Kommunale Energieversorger setzen zunehmend auf Batteriespeicher – doch nicht alle
Felix MaierKommunale Energieversorger setzen zunehmend auf Batteriespeicher – doch nicht alle
Batteriespeicher entwickeln sich für viele kommunale Energieversorger zu einem zentralen Thema. Eine aktuelle Umfrage zeigt, dass 35 Prozent der Befragten die Technologie mittlerweile als „wichtig“ oder „sehr wichtig“ für ihr Geschäft einstuft. Gleichzeitig geben 16 Prozent an, überhaupt kein Interesse an solchen Lösungen zu haben.
Die Studie offenbart, dass sich vier von zehn kommunalen Energieunternehmen aktiv mit Batteriespeicherprojekten befassen. Davon haben 11 Prozent bereits mit der Umsetzung begonnen, während sich 27 Prozent noch in der Planungsphase befinden. Weitere 46 Prozent prüfen derzeit mögliche Vorhaben.

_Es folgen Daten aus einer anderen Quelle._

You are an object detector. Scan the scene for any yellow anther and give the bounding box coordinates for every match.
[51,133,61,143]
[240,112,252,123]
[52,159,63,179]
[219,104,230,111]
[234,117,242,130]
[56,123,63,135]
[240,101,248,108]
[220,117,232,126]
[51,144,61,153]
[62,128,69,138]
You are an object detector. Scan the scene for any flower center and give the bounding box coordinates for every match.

Die Projektgrößen variieren stark: Ein Drittel der geplanten oder laufenden Projekte liegt im Leistungsbereich von 1 bis 5 Megawatt. Ein weiteres Drittel bewegt sich zwischen 5 und 10 Megawatt. Auch größere Vorhaben sind vertreten – 23 Prozent sind für 10 bis 100 Megawatt ausgelegt, und eine kleinere, aber bemerkenswerte Gruppe von 7 Prozent übersteigt sogar 100 Megawatt.
Die Ergebnisse verdeutlichen ein wachsendes, aber uneinheitliches Engagement für Batteriespeicher in der Branche. Während ein beträchtlicher Teil der Anbieter Projekte unterschiedlicher Größenordnungen vorantreibt, hat eine Minderheit die Technologie noch nicht für sich entdeckt. Die Daten deuten auf einen Prioritätenwandel hin: Immer mehr Unternehmen erkennen Speicherlösungen als einen entscheidenden Baustein ihrer zukünftigen Aktivitäten.